Roberts v. Smith & Wesson Brands, Inc., et al.

9.28.2022
Dozens of mourners gather for a vigil near Central Avenue and St. Johns Avenue in downtown Highland Park, one day after a gunman killed at least seven people and wounded dozens more by firing an AR-15-style rifle from a rooftop onto a crowd attending Highland Park's Fourth of July parade, Tuesday, July 5, 2022 in Highland Park, Ill.. (Anthony Vazquez/Chicago Sun-Times via AP)

Everytown Law partnered with the Romanucci and Paul Weiss law firms to file lawsuits seeking gun industry accountability and reform on behalf of numerous families whose lives were shattered by the Fourth of July mass shooting in Highland Park. 

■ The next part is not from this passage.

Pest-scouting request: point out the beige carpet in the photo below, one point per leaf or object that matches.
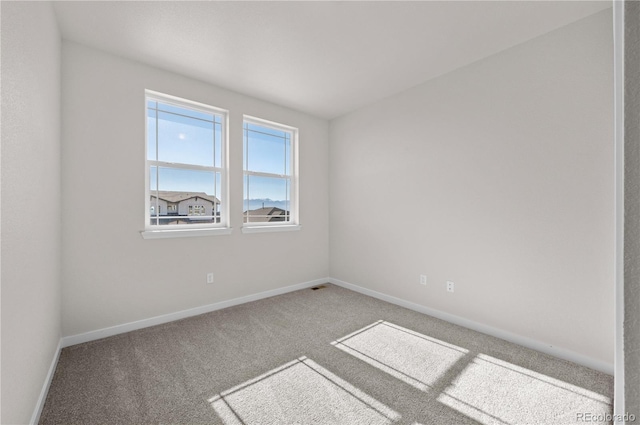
(330, 356)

The lawsuits allege that Smith & Wesson’s marketing of the murder weapon was unfair and deceptive because it misleadingly implies a non-existent association between its “M&P” (Military and Police) line of assault rifles and the U.S. military. The lawsuits further allege that two gun stores–online distributor Bud’s Gun Shop and retailer Red Dot Arms–negligently and illegally sold the murder weapon to the shooter in violation of the assault weapons bans in Highwood and Highland Park, IL.